Deeply concerned what this all meant, Pop paced the waiting room. Puzzled as to the queer behaviors of the hearing, he looked at the pad, checked it was all written correctly and scratched his head. The doctor walked in again. This time Ratched was carrying a bundle. Again Rached asked "name" and Pop pointed to the pad. No they both shook their heads as the doctor took the bundle and unwrapped it. 

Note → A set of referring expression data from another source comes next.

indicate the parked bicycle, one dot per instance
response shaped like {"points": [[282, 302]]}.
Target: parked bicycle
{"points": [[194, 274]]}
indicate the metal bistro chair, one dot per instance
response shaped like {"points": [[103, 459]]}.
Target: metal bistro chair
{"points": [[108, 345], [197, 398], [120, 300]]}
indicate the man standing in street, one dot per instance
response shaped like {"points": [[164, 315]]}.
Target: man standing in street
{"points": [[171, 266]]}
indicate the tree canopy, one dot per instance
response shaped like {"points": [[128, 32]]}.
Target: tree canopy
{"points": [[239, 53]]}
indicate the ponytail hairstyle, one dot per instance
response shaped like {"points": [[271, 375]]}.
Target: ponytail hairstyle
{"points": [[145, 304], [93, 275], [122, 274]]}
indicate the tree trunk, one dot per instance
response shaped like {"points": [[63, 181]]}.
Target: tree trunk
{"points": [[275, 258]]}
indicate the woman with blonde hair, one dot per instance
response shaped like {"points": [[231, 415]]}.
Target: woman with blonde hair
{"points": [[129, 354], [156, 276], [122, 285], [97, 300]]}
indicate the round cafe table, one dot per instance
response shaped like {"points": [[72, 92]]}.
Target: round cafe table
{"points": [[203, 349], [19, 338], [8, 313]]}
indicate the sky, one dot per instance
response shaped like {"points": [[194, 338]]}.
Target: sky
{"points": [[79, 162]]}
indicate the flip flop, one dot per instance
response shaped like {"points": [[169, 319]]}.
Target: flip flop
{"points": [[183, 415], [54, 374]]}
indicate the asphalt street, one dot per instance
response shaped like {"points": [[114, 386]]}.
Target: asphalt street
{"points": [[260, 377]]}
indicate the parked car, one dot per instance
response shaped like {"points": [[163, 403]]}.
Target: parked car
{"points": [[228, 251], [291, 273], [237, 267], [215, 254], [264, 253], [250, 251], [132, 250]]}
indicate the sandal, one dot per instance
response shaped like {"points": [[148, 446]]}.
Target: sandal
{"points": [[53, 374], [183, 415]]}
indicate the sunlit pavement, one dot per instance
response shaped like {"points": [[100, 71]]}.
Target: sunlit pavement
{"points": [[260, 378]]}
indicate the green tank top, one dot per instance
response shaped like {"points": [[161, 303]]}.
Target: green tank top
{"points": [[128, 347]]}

COMPREHENSION blessedly flashed across Pop's fevered brain. He looked at the pad, disdainfully scratched out the wrong name and wrote the appropriate name. The doctor nodded yes approvingly. Ratched curtly nodded yes. Pop pulled out cigars.


Naturally, after two daughters, Pop just assumed it would be a girl and so wrote a girls name. Once I had my splendor flapping in the smoked filled waiting room for Pop and all else to see, my rightful name was written on the pad. 

That was the beginning of my bewildered and befuddled life. CODA-hood had reared it's unforgiving head.


Not being satisfied with his attempt to give me a girl's name, Pop further confused me with my sign name. Sign names are a precious and highly personal sign given to each child by their deaf parents. Sign names are to be cherished and beloved. Parents spend endless hours studying their children's personalities, physical features, distinctive manorisums; all in the hopes of creating the personification of their children in a sign name. A sign name so perfectly matched to each child, so as to render an instant mental image of the child in everyone's mind when the sign is produced.


I was not any different. My sign name had been careful thought out and crafted, as had my two sisters' sign names. Yet, that's where my Pop once again sent me down the road of confusion.


See, every time I innocently did something when I was growing up, Pop would slap his forehead, point at me and make sign for my name, followed by a statement much like, "Ugggh...What are you doing boy?! Stop! Just come here now...", then sign my name again.

(I refer you dear friends, to the top of this story. There I have posted a a video clip of the sign name Pop had me believe was my name. I have been so kind as to repeat the name a few times for those who are signing impaired.)

 What Pop had me believing was my sign name, till I reached the tender college years, was in fact not my name at all. The sign Pop constantly used in reference to me was the sign for "incompetent", "inept", "moron"...(I"ll stop here, for the point has been made.) All along Pop had been signing, "You, nincompoop! Uggghhhh! What are you doing boy?! Stop! Just come here now...Nincompoop!" Not, "You, Steve! Uggghhhh! What are you doing boy! Stop! Just come here now...Steve!".


You see now why I'm so bewildered. I had it impressed on me from the start by Pop. CODA-hood is not a spectator sport and clearly not for those of weaker constitutions.